Three facts underscore the importance of the debate about the future of oil: oil is a finite resource; oil is one of the major anthropogenic sources of carbon dioxide; and the world economy is heavily dependent on oil, especially in the transportation sector. The most important questions are: How do we balance depletion, the environment, and economic growth

The main threat to sustainability of energy supplies is not a terrorist attack on energy facilities or the imposition of an oil embargo by an oil producing country. These are short-term events that can be dealt with quickly and effectively through various measures that include the use of the Strategic Petroleum Reserve, increase in production, and diversion of oil shipments.

The main threat to sustainability of energy supplies in the medium term is the mismatch between investment in additional capacity and energy infrastructure on one hand and the growth in demand for energy on the other.

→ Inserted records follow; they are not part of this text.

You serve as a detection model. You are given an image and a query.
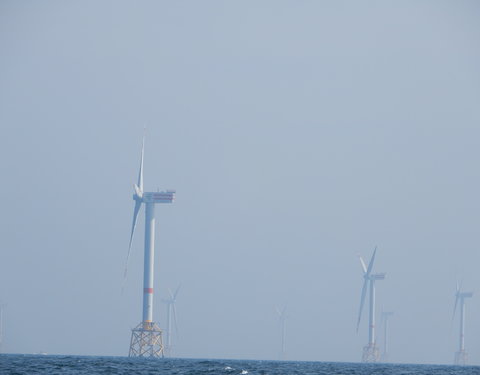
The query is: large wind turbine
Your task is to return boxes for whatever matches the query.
[162,285,180,355]
[0,304,6,353]
[382,311,393,362]
[125,137,175,357]
[357,247,385,362]
[277,306,287,360]
[452,282,473,366]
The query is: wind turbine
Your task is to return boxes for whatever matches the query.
[382,311,393,362]
[277,306,287,360]
[0,304,7,353]
[452,282,473,366]
[125,136,175,357]
[357,247,385,362]
[162,285,180,355]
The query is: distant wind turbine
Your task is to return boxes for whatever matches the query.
[382,311,393,362]
[162,285,180,356]
[0,304,7,353]
[124,137,175,357]
[357,247,385,362]
[452,282,473,366]
[277,306,287,360]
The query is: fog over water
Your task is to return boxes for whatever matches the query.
[0,0,480,364]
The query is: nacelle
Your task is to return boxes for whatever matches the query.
[142,190,175,203]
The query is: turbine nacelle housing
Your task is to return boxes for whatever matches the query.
[142,190,175,203]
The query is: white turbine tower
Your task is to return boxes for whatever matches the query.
[277,306,287,360]
[382,311,393,362]
[452,282,473,366]
[0,304,6,353]
[162,285,180,356]
[357,247,385,362]
[125,137,175,357]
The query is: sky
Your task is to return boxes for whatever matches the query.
[0,0,480,364]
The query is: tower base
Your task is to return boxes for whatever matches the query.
[362,344,380,363]
[128,322,164,358]
[454,350,468,366]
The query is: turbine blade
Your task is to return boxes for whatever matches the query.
[358,255,367,273]
[173,284,182,300]
[365,246,377,276]
[357,279,368,333]
[137,135,145,193]
[172,303,178,339]
[123,201,142,282]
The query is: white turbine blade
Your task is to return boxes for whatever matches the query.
[137,135,145,194]
[357,279,368,332]
[173,284,182,301]
[358,255,367,273]
[123,201,142,280]
[365,246,377,276]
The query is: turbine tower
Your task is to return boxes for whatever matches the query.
[453,283,473,366]
[357,247,385,362]
[277,306,287,360]
[0,304,6,353]
[382,311,393,362]
[125,137,175,358]
[162,285,180,356]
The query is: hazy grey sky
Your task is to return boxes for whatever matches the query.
[0,0,480,364]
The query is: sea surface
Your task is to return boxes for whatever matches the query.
[0,354,480,375]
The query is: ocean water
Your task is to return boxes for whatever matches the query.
[0,354,480,375]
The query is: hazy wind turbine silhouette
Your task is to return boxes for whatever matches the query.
[382,311,393,362]
[357,247,385,362]
[277,306,287,360]
[125,136,175,357]
[452,282,473,366]
[0,304,7,353]
[162,285,180,355]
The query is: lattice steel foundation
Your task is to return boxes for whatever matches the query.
[128,322,164,358]
[454,350,468,366]
[362,344,380,363]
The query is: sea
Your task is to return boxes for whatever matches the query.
[0,354,480,375]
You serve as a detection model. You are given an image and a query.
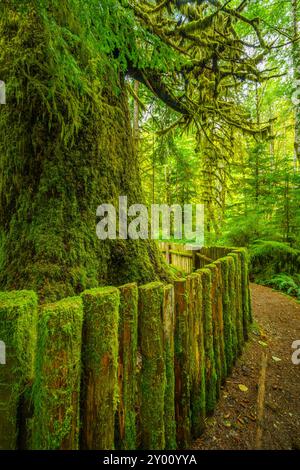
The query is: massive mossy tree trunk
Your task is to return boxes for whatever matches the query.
[0,2,166,300]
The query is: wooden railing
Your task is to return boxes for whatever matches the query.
[0,246,251,449]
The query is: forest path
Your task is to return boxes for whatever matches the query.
[193,284,300,450]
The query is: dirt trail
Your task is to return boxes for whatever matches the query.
[193,284,300,450]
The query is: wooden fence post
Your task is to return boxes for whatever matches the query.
[214,259,227,382]
[81,287,120,450]
[174,279,191,448]
[207,264,222,399]
[163,285,177,449]
[198,268,217,414]
[0,291,37,450]
[227,255,238,364]
[235,248,252,340]
[229,253,245,355]
[187,274,205,438]
[32,297,83,450]
[219,257,234,374]
[118,284,138,450]
[139,282,166,450]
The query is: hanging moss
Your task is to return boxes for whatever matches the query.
[0,0,168,302]
[81,287,120,450]
[32,297,83,450]
[198,268,217,413]
[116,284,138,450]
[0,291,37,450]
[187,274,206,438]
[139,282,166,449]
[0,291,37,450]
[174,279,191,449]
[163,285,177,450]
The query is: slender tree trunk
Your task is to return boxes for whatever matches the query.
[0,2,169,300]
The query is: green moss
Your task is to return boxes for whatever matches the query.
[174,279,191,449]
[32,297,83,450]
[219,257,234,374]
[0,291,37,450]
[139,282,166,450]
[235,248,252,340]
[116,284,138,450]
[187,274,206,438]
[0,0,168,303]
[163,285,177,450]
[229,253,245,355]
[206,263,222,399]
[227,256,238,363]
[81,287,120,450]
[198,268,217,413]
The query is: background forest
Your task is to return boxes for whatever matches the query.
[130,0,300,298]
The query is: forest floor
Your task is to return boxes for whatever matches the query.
[193,284,300,450]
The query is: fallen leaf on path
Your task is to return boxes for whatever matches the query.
[223,421,231,428]
[258,341,268,348]
[272,356,281,362]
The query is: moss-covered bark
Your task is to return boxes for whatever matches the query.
[81,287,120,450]
[117,284,138,450]
[32,297,83,450]
[139,282,166,449]
[0,0,169,301]
[0,291,37,450]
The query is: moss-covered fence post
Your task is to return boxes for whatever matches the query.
[214,259,227,382]
[81,287,120,450]
[117,284,138,450]
[207,263,222,399]
[163,285,177,449]
[226,256,238,364]
[219,257,234,374]
[174,279,191,449]
[139,282,166,450]
[32,297,83,450]
[230,253,245,355]
[234,248,252,340]
[187,274,205,438]
[198,268,217,413]
[0,291,37,450]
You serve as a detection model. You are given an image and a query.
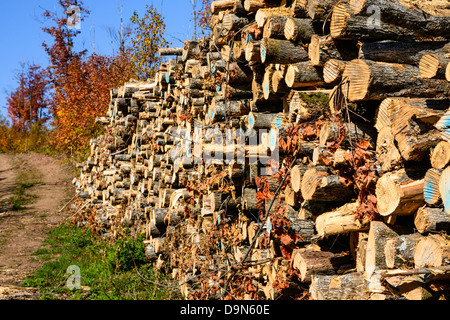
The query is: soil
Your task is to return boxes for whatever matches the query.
[0,154,73,300]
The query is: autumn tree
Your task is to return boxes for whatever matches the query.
[6,63,49,131]
[43,0,132,152]
[197,0,212,31]
[130,5,170,80]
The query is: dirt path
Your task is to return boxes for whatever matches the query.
[0,154,72,300]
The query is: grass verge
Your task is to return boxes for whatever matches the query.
[22,224,180,300]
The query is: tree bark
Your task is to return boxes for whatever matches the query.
[285,60,325,88]
[260,38,308,64]
[414,206,450,233]
[375,169,425,216]
[342,60,450,101]
[315,202,369,237]
[350,0,450,39]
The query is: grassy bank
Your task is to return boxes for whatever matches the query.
[23,224,179,300]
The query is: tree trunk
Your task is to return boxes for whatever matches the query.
[292,249,352,283]
[284,18,328,43]
[375,169,425,216]
[423,168,442,205]
[330,4,415,41]
[315,202,369,237]
[285,60,325,88]
[261,38,308,64]
[364,221,398,280]
[309,272,369,300]
[430,141,450,169]
[301,168,354,201]
[342,60,450,101]
[439,167,450,214]
[384,233,422,269]
[308,34,358,67]
[350,0,450,39]
[359,41,450,66]
[414,207,450,233]
[414,235,450,268]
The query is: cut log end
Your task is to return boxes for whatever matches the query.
[342,60,371,101]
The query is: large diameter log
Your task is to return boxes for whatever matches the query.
[255,7,292,28]
[419,53,450,79]
[350,0,450,38]
[342,60,450,101]
[301,168,354,201]
[158,48,183,56]
[423,168,442,205]
[330,4,415,41]
[244,0,280,12]
[263,16,287,40]
[222,13,248,31]
[414,207,450,233]
[439,166,450,215]
[308,34,358,67]
[364,221,398,280]
[260,38,308,64]
[285,61,325,88]
[309,272,370,300]
[375,169,425,216]
[323,59,346,83]
[384,233,422,269]
[359,41,450,66]
[414,235,450,268]
[284,18,326,43]
[430,141,450,169]
[292,249,352,282]
[315,202,370,237]
[307,0,339,21]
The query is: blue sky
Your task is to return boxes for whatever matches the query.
[0,0,206,116]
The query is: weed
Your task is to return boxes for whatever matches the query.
[23,224,178,300]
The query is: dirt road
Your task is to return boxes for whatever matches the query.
[0,154,72,300]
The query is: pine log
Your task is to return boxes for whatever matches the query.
[439,166,450,214]
[292,249,352,283]
[342,60,450,101]
[430,141,450,169]
[330,4,415,41]
[308,34,358,67]
[384,233,422,269]
[309,272,369,300]
[244,0,280,12]
[423,168,442,205]
[290,0,309,18]
[263,16,287,40]
[323,59,347,83]
[301,168,354,201]
[419,53,450,79]
[414,235,450,268]
[255,7,292,28]
[211,0,240,13]
[222,13,249,31]
[307,0,340,21]
[260,38,308,64]
[285,60,325,88]
[364,221,398,278]
[375,169,425,216]
[245,40,261,63]
[315,202,369,237]
[158,48,183,56]
[284,18,327,43]
[350,0,450,38]
[359,41,450,67]
[414,206,450,233]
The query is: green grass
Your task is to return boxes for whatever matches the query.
[22,224,179,300]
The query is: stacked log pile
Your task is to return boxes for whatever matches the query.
[74,0,450,300]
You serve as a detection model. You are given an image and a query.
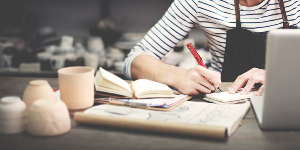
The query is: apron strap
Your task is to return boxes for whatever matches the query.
[234,0,241,29]
[279,0,290,29]
[234,0,290,29]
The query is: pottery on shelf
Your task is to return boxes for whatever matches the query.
[0,96,26,134]
[23,80,55,112]
[27,99,71,136]
[58,67,94,110]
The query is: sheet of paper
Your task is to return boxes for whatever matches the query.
[204,91,256,103]
[85,101,250,135]
[95,94,188,107]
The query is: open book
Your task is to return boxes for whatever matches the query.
[95,67,175,98]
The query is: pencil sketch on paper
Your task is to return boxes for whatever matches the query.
[85,102,250,126]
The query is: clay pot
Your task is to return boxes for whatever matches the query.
[23,80,55,112]
[0,96,26,134]
[27,99,71,136]
[58,67,94,110]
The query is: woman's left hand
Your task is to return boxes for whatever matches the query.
[228,68,265,96]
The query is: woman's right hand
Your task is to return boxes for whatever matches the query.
[175,66,221,95]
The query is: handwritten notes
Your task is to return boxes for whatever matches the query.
[85,102,250,136]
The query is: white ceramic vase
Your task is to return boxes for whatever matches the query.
[23,80,55,112]
[27,99,71,136]
[0,96,26,134]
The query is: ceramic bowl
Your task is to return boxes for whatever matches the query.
[27,99,71,136]
[58,67,94,110]
[0,96,26,119]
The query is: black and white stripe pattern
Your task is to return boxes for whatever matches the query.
[124,0,300,78]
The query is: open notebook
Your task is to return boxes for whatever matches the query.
[203,89,256,103]
[95,67,174,98]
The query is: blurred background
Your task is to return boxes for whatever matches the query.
[0,0,210,78]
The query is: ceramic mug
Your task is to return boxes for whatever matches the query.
[58,66,94,110]
[27,99,71,136]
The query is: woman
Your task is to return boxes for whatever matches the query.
[124,0,300,95]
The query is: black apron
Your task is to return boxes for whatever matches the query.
[221,0,295,82]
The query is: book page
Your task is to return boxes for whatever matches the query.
[204,91,255,103]
[132,79,174,98]
[84,101,250,135]
[100,68,132,93]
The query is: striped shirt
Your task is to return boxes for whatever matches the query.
[124,0,300,78]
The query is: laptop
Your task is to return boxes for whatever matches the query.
[250,29,300,130]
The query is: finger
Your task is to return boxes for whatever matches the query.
[195,84,211,94]
[199,76,216,91]
[254,85,265,96]
[228,68,258,94]
[241,76,258,95]
[186,89,200,95]
[196,66,221,88]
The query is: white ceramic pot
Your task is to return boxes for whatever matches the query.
[27,99,71,136]
[0,96,26,134]
[0,123,26,134]
[23,80,55,112]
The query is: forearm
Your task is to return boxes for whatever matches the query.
[131,55,186,87]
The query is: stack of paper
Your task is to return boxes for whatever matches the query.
[203,91,255,103]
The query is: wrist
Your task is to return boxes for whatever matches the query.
[166,65,187,89]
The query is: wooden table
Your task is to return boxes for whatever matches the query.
[0,77,300,150]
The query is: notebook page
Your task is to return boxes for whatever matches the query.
[100,67,132,93]
[205,91,255,103]
[132,79,173,97]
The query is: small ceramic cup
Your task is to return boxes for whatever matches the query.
[27,99,71,136]
[23,80,55,111]
[0,96,26,134]
[58,67,94,110]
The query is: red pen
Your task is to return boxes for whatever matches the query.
[186,43,222,92]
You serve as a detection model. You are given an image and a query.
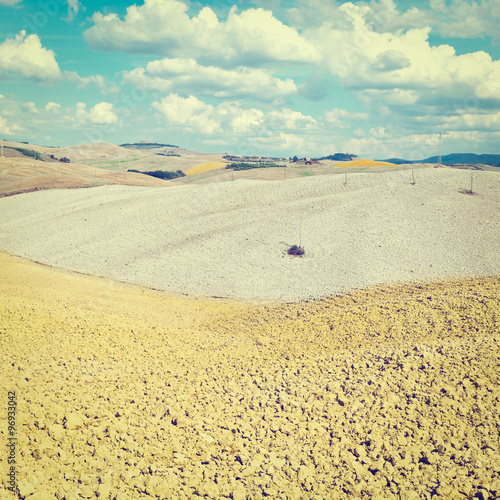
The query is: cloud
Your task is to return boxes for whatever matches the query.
[152,94,321,150]
[0,116,21,135]
[304,3,500,112]
[64,71,120,94]
[123,58,297,101]
[152,94,222,135]
[0,30,61,83]
[373,50,411,71]
[23,101,38,115]
[75,102,119,125]
[84,0,317,65]
[45,101,61,114]
[323,108,369,128]
[65,0,80,22]
[430,0,500,43]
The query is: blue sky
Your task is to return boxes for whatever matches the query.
[0,0,500,160]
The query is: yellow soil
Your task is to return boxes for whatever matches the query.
[0,253,500,499]
[337,160,399,167]
[185,161,227,175]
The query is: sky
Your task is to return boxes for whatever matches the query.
[0,0,500,160]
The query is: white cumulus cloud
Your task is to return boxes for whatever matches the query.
[45,101,61,114]
[66,0,80,21]
[64,70,120,94]
[323,108,369,128]
[23,101,38,115]
[0,30,61,82]
[75,102,119,125]
[84,0,317,65]
[123,58,297,101]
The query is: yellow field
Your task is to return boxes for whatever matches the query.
[186,161,227,175]
[337,160,399,167]
[0,252,500,500]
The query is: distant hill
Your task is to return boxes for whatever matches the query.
[383,153,500,167]
[120,141,179,149]
[317,153,358,161]
[381,158,412,165]
[420,153,500,167]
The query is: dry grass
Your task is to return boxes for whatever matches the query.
[186,161,227,175]
[337,160,399,167]
[0,158,170,197]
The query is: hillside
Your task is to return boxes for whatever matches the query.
[382,153,500,167]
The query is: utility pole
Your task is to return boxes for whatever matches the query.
[438,132,443,166]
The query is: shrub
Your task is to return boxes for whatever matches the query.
[288,245,306,257]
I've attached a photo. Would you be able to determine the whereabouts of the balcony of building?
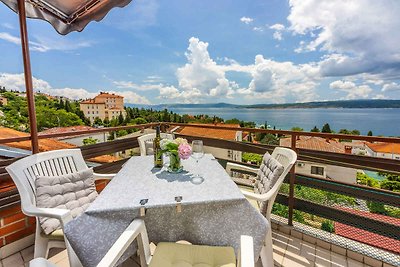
[0,123,400,266]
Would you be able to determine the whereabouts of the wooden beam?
[18,0,39,154]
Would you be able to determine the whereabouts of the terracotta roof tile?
[0,127,118,163]
[335,207,400,253]
[81,98,106,104]
[39,125,96,134]
[177,124,240,140]
[280,136,345,153]
[95,92,124,98]
[366,142,400,154]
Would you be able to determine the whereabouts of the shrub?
[321,220,335,233]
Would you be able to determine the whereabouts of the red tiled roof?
[0,127,118,163]
[335,207,400,253]
[280,136,345,153]
[366,142,400,154]
[39,125,96,134]
[95,92,124,98]
[81,98,106,104]
[177,123,240,140]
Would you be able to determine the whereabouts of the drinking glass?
[191,140,204,184]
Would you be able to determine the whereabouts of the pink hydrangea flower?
[178,144,192,159]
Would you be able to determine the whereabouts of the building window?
[311,166,324,176]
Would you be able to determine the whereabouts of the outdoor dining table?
[64,154,268,267]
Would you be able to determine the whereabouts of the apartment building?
[80,92,126,123]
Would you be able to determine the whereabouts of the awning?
[0,0,132,153]
[0,0,132,35]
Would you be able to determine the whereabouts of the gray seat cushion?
[144,141,154,155]
[254,152,284,214]
[35,169,98,234]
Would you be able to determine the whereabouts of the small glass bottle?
[153,126,163,168]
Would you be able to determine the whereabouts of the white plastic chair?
[6,149,115,258]
[29,219,254,267]
[226,147,297,266]
[138,133,174,156]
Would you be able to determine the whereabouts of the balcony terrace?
[0,123,400,267]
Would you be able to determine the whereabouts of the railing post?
[288,134,297,226]
[160,123,167,133]
[18,0,39,154]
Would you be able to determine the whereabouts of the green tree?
[242,152,262,165]
[357,172,380,188]
[36,106,83,131]
[292,126,304,132]
[260,133,279,146]
[82,137,99,146]
[225,118,241,124]
[321,220,335,233]
[379,172,400,192]
[311,126,320,133]
[118,112,124,125]
[93,117,103,126]
[321,123,332,133]
[64,100,73,112]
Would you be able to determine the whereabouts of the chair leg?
[260,226,274,267]
[33,227,49,259]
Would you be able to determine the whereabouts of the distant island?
[132,99,400,109]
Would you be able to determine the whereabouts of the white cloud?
[382,82,400,92]
[0,32,21,45]
[272,31,283,41]
[113,81,163,91]
[329,80,372,99]
[269,23,285,31]
[240,17,254,24]
[0,32,92,52]
[170,37,319,102]
[143,75,162,83]
[1,22,15,30]
[0,73,150,104]
[288,0,400,76]
[176,37,233,101]
[239,55,319,102]
[269,23,285,41]
[253,27,264,32]
[105,0,159,31]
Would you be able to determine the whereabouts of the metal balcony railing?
[0,123,400,265]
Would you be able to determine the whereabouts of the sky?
[0,0,400,104]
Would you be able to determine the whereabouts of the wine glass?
[191,140,204,184]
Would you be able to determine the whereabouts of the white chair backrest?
[6,149,88,215]
[138,133,174,156]
[266,147,297,219]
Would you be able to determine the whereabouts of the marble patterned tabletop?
[65,154,268,267]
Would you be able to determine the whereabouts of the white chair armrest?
[93,172,117,181]
[238,235,254,267]
[226,162,258,175]
[29,258,57,267]
[22,206,72,227]
[240,190,275,201]
[97,219,146,267]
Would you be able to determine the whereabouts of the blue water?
[171,108,400,136]
[364,170,385,181]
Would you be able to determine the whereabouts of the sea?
[169,108,400,137]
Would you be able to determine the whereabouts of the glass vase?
[168,152,183,173]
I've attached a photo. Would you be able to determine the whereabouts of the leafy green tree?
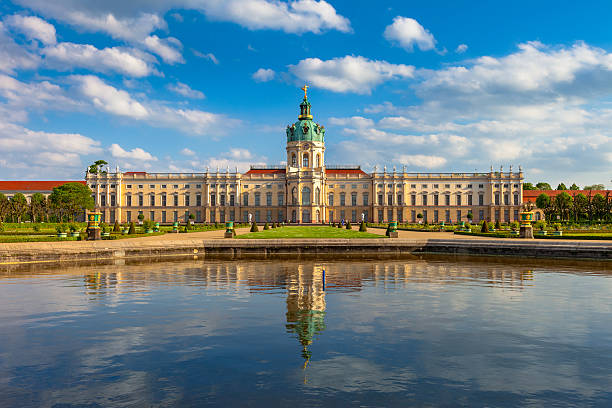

One of the most plausible scenarios is a relative decline in investment in additional production capacity in the oil-producing countries in response to calls by governments and politicians around the world to reduce or even eliminate dependence on oil. An energy crisis in this case is unavoidable if those who call for eliminating dependence on oil fail to provide a replacement in a timely manner. Most of the efforts to replace oil are not market driven and heavily subsidized. Most likely such efforts will fail to replace oil within a reasonable time. They cannot sustain the pressure of markets in the long run.